Um diário do ano da peste



O diário referido no título acima não se ocupa da crônica destes dias de desinformação e medo, apesar de se amoldar muito bem à epidemia de gripe H1N1 que temos enfrentado neste ano de 2009. Um diário do ano da peste, de Daniel Defoe, é o minucioso relato do efeito devastador da peste bubônica sobre a Londres de 1665, e uma homenagem as suas estimadas setenta mil vítimas. Não é, entretanto, o único texto célebre produzido sobre estas epidemias que, de tempos em tempos, põe a humanidade de joelhos: em seu Morte em Veneza, publicado em 1912, Thomas Mann impinge ao protagonista um amor atormentado em meio à cidade inundada pela peste asiática. Séculos antes, ao escrever o Decamerão, Giovanni Boccaccio transformou em personagem a própria peste negra, flagelo cujo potencial destrutivo moveu sete moças e três rapazes a isolaram-se em uma propriedade afastada, na Itália do século XIV. Para passar o tempo - e manter a mente afastada de conjecturas sobre a iminência da contaminação - os jovens contavam histórias uns aos outros. Dez histórias cada um, para ser mais exato, formando as cem narrativas que compõem o livro.

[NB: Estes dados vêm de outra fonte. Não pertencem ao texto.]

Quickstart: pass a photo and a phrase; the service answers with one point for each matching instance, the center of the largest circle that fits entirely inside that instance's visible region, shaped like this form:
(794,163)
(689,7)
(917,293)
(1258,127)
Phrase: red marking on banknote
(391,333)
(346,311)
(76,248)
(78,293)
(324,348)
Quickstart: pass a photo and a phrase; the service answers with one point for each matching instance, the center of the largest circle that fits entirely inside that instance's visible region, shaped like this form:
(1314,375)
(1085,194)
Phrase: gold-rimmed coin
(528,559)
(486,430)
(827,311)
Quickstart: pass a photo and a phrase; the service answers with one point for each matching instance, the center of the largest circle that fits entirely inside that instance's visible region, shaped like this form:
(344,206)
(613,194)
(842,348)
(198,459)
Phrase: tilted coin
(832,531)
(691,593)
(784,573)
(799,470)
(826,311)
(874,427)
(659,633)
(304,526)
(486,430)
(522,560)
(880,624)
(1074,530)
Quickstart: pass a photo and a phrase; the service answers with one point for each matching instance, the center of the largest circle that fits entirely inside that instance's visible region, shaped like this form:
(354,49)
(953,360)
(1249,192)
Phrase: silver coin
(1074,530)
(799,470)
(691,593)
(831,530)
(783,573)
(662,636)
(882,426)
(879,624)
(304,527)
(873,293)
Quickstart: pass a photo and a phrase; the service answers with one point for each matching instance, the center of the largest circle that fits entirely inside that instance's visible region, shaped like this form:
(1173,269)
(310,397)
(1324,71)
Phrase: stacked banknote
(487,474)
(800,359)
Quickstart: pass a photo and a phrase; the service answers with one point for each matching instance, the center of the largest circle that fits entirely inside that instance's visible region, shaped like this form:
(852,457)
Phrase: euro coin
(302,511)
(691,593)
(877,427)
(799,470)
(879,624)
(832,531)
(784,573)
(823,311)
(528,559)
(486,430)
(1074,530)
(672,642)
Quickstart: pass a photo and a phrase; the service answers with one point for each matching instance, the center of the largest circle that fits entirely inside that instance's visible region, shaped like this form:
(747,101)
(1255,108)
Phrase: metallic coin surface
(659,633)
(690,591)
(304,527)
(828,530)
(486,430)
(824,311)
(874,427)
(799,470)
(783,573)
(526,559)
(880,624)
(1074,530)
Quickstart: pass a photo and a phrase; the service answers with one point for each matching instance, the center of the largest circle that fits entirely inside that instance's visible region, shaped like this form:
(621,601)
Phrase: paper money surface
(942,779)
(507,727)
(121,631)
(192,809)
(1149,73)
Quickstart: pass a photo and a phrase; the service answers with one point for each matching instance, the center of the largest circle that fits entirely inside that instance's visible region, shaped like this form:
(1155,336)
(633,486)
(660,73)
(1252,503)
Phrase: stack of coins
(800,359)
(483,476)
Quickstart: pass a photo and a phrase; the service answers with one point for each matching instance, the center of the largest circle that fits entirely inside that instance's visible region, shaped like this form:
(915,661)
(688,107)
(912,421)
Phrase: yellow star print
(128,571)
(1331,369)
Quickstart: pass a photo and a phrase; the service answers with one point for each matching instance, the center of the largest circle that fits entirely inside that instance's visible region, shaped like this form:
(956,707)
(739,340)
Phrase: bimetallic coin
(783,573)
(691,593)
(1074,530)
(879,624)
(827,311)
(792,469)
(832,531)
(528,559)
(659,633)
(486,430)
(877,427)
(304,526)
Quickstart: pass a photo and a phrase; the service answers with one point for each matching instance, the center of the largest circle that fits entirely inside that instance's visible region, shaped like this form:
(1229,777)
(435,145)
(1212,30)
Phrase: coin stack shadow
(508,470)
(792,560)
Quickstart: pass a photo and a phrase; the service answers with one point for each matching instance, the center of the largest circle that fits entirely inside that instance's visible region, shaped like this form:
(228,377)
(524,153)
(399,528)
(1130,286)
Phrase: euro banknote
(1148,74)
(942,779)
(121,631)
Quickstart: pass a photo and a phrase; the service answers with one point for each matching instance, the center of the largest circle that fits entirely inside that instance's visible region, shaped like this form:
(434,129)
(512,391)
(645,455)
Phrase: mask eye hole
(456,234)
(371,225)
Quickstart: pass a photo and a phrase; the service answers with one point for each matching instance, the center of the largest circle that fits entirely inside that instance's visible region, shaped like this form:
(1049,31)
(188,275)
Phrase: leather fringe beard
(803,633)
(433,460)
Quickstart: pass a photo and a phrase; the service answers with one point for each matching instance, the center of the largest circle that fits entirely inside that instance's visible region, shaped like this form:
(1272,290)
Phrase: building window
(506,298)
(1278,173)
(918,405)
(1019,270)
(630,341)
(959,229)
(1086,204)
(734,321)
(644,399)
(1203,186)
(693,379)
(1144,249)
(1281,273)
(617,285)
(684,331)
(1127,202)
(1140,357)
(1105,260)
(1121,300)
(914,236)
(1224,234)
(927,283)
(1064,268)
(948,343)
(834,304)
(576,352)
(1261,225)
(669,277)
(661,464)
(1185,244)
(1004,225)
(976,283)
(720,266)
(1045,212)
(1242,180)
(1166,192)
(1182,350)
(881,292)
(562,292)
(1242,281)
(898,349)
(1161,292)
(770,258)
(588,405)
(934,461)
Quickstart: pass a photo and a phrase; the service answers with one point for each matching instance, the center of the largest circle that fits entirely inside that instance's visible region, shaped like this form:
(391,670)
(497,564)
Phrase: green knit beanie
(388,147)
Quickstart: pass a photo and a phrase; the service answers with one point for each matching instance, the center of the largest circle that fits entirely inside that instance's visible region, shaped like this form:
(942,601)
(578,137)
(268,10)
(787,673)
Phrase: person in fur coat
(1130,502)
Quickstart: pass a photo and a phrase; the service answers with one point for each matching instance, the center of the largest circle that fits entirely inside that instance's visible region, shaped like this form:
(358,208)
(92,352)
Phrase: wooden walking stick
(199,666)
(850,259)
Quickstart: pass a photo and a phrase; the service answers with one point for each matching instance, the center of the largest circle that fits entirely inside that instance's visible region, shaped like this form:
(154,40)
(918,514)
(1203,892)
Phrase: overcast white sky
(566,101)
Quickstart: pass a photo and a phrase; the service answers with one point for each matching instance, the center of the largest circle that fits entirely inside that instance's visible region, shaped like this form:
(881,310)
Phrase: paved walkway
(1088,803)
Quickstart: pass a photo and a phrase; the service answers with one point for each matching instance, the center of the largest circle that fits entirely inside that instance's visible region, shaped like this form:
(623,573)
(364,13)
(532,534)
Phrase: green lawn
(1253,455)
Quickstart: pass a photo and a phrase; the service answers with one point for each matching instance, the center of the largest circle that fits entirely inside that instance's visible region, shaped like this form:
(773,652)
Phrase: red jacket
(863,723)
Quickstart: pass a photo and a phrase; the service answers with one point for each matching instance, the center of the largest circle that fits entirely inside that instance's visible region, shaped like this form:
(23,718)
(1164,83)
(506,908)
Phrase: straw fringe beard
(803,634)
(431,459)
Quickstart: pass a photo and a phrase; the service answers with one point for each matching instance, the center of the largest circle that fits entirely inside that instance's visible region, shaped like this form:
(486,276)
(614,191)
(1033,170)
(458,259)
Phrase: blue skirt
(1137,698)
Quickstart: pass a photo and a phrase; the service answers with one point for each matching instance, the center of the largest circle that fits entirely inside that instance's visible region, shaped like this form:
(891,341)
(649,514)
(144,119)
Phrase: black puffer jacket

Esta idéia é instigante, e merece nossa reflexão: quais seriam as motivações literárias de um grupo às vésperas da morte, no Brasil do século XXI? Em outras palavras, se o vírus H1N1 sofresse uma mutação que lhe multiplicasse a letalidade e o potencial de transmissão, fazendo com que dez intelectuais buscassem refúgio em algum recôndito lugarejo de nossa serra, sobre o que escreveriam? O sentido da vida? A existência de Deus? Os atos secretos do Senado? (poderia até aparecer uma ordem para disponibilizar Tamiflu sem receita para apadrinhados.) Impossível prever, mas com certeza alguns dos cem escritos versariam sobre as mazelas e as perplexidades da Saúde Pública, esta expressão tão em voga nestes tempos difíceis.

Talvez um destes intelectuais recordasse que, pouco antes da mutação letal, houve gente que aproveitou a oportunidade para defender a idéia de mais um tributo, este sim direcionado integralmente para o custeio da saúde. Um imposto para diminuir as filas nas emergências. Para aquelas situações em que o cidadão, enfrentando suores e dores, e mandado febril para casa sob a justificativa de que o seu caso não seria grave o suficiente, pudesse ao menos receber um kit antiviral. Para impedir que nossos idosos nos deixem antes da hora – poderia bradar um político mais inflamado (mais populista) – e para evitar que as nossas gestantes venham a morrer sem conhecer o rosto dos bebês!

E talvez este intelectual de boa memória (que antes da mutação trabalhava em um posto de saúde onde faltavam anticoncepcionais para mães de cinco, seis, oito filhos; mas sobravam indutores de fertilidade) viesse a escrever neste seu texto, neste seu testemunho sobre um país doente, assolado por uma epidemia de acontecimentos abjetos, algo que todos nós sabemos – algo tão simples que até os vírus sabem: o problema primordial da saúde não é o déficit de receita, mas a qualidade da gestão.